Replace (internal) bytecode interpreter with copy-and-patch JIT compilation

Motivation

GHCi interprets code fast enough, but it can always be faster. In particular, Template Haskell has a reputation of being slow. I have not measured (yet) whether this is due to bytecode interpretation, but if that is indeed the case, we should try to improve.

Proposal

Instead of generating bytecode in GHC.StgToByteCode and interpreting it in rts/interpreter.c, do copy-and-patch compilation in GHC.StgToByteCode. That is,

Generate up-front, at GHC bootstrap time, a library of machine-code stencils that covers the semantics of every bytecode operation.
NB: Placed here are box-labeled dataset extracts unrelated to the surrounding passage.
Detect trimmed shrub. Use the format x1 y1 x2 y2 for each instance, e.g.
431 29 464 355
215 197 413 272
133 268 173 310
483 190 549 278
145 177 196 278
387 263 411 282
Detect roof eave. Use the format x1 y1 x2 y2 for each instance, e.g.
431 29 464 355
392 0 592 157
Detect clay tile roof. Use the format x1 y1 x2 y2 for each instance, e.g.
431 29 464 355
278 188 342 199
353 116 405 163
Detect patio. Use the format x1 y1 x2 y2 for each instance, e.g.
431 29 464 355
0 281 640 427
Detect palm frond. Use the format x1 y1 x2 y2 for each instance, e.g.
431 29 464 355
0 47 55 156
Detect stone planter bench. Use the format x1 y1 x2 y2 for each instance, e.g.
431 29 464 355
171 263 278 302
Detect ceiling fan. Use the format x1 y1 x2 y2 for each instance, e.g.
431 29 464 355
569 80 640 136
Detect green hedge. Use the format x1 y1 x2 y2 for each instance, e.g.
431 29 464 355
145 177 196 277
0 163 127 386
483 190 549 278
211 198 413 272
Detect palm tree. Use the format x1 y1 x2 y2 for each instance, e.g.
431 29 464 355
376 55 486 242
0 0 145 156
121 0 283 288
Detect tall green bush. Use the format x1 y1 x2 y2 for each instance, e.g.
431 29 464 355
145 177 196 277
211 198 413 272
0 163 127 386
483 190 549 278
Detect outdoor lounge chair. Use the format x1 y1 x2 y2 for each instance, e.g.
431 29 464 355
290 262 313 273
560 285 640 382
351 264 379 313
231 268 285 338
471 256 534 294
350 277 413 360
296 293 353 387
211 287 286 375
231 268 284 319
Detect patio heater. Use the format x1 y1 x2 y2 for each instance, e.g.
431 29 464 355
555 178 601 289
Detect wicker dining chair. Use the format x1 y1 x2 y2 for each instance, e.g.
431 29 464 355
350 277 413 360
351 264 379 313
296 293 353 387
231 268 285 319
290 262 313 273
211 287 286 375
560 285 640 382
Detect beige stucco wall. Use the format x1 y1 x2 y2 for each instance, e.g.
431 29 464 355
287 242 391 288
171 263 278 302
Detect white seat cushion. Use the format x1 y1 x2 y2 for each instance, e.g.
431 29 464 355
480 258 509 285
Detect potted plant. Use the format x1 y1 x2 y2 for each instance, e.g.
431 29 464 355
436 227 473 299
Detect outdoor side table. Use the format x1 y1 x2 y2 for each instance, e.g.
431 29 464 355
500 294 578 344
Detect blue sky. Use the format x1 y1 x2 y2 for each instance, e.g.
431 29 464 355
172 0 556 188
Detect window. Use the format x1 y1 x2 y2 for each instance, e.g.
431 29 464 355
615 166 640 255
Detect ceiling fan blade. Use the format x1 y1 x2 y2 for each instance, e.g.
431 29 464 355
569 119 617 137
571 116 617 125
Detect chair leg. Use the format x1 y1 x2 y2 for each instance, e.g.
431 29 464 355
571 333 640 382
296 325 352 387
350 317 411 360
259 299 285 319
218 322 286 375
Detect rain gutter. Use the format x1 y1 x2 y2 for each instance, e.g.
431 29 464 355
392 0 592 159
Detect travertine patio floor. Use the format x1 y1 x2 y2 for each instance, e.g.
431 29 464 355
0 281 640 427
These stencils have bespoke holes in them to be filled with literal constants or immediates (i.e., register names, stack location) of corresponding variable slots.
To generate code for a bytecode, query the stencil library for the appropriate stencil (there are off-the-shelf solutions for that), copy/mmap it over into the interpreting process' memory, and then patch in the appropriate constants/immediates at bespoke locations.

If done right, the resulting JIT compiler outperforms (on the pareto frontier of compilation latency and execution speed) bytecode interpreters and LLVM -O0 compilation alike.

Very exciting stuff, but perhaps not for the faint of heart; it might also pull in a big system dependency on the MetaVar framework to generate, copy and patch those stencils. This issue is just to document the possibility and perhaps refer to it in future discussions.

I think the approach is quite related to compilation to a bespoke library of supercombinators (and thus to https://github.com/augustss/MicroHs); only that we keep around compiled versions of that supercombinators and patch them up easily at runtime. Doing so is faster than calling out to a C compiler to specialise (the source code of) those supercombinators for us.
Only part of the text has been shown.